EKONOMI RAKYAT  VERSUS EKONOMI KERAKYATAN

EKONOMI RAKYAT VERSUS EKONOMI KERAKYATAN



Oleh : Suroto (Ketua AKSES)


Saat ini, istilah ekonomi rakyat sebagai frasa seringkali diganti dengan istilah ekonomi kerakyatan. Istilah ini seringkali dipertukarkan dengan makna seakan akan sama.  Padahal secara substansi tentu sangat berbeda maknanya dan bahkan bertentangan. 

img-1686090985.jpg

Ekonomi rakyat memiliki makna bahwa sistem ekonomi mainstream atau ekonomi utama itu adalah berada di dalam kuasa atau keputusan rakyat banyak.

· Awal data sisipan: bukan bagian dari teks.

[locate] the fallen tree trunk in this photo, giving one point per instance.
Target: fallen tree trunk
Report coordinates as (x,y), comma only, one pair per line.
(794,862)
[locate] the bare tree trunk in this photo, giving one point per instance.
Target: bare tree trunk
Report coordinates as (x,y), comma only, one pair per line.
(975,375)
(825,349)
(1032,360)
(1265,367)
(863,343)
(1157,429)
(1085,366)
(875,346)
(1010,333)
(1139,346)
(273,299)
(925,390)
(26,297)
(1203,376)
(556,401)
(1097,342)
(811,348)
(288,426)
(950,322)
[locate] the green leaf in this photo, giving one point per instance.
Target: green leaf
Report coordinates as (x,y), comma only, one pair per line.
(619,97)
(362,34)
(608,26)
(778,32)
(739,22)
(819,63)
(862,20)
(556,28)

Sementara ekonomi kerakyatan adalah sistem ekonomi yang menunjukkan hanya pada adanya kepedulian, semacam komitmen kebijakan yang pro kepada rakyat. 

Istilah ekonomi kerakyatan telah mengacaukan persepsi kita sehingga ekonomi rakyat akhirnya dimaknai sebagai urusan ekonomi masyarakat kecil, gurem, lemah, patut dibelas kasihani, dan segudang embel embel buruk lainya. 

Ekonomi kerakyatan telah menggeser makna substansial gerak ekonomi itu seharusnya tempatkan rakyat banyak sebagai subyek, sebagai pemegang peran penting. Majikan dari kebijakan ekonomi. 

Ekonomi rakyat yang egalitarian dan penuh kesetaraan akhirnya tergantikan maknanya oleh ekonomi kerakyatan yang posisikan rakyat itu subordinatif, dan jadi obyek belas kasih dari pemain ekonomi utama yang selama ini didominasi oleh pengusaha swasta besar kknglomerat yang mendapat banyak previlege kebijakan dari pemerintah. 

Persepsi tersebut akhirnya membentuk paradigma bahwa seakan sistem ekonomi kerakyatan itu adalah yang tepat. Pemerintah dan elit pengusaha besar konglomerat membangun relasi dengan ekonomi rakyat banyak  dalam bentuk relasi kuasa kebijakan program "pembinaan" terhadap ekonomi yang kecil kecil,  yang sesungguhnya justru sebagai bentuk upaya pembinasaan. 

Istilah ekonomi kerakyatan ini akhirnya membentuk pola struktur ekonomi rakyat banyak yang timpang dan terus berkelanjutan. Ekonomi rakyat terus dijadikan sebagai obyek program dan bukan sebagai subyek. 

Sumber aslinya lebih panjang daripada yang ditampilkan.